Originally published in the Journal de Montréal on February 27, 2010.
Used for over thousands of years as a food preservative, as a condiment and for its therapeutic properties, vinegar is basically a wine that turns sour on coming into contact with air (the word derives from the French vin-aigre, meaning sour wine). In the olden days, every family that had access to leftover alcohol (wine in most cases), could make its own vinegar at home in a container reserved for this purpose.
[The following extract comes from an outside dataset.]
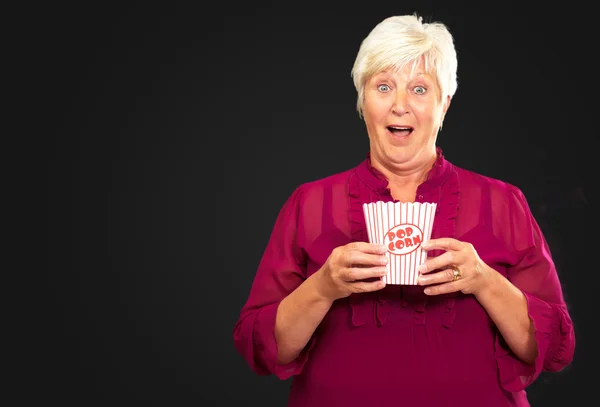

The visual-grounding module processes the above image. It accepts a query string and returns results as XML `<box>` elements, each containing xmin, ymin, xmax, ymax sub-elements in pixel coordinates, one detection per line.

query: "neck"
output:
<box><xmin>371</xmin><ymin>154</ymin><xmax>437</xmax><ymax>188</ymax></box>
It is only in 1864 that Louis Pasteur solved the mystery of vinegar when he discovered that a bacterium carried by dust in the air was responsible for its creation: when alcohol is exposed to oxygen-rich air, it gets transformed or fermented into acid. As the process continues, bacteria develop on the surface to form a thin whitish scum, called “mother of vinegar”, till the entire alcohol is transformed into vinegar.
From a nutritional point of view, vinegar is a good source of antioxidants. Recent studies have shown that consumption of vinegar at mealtimes regulates blood sugar, among other things.
When choosing vinegar, simply let your taste buds guide you, depending on the type of usage you have in mind: Wine vinegars, red or white, natural or flavoured, are ideal for vinaigrettes and sauces. Cider and rice vinegar are sweeter and they go very well with Asian dishes. Pure white vinegar, which is sold by the gallon, is reserved for pickling and… cleaning purposes.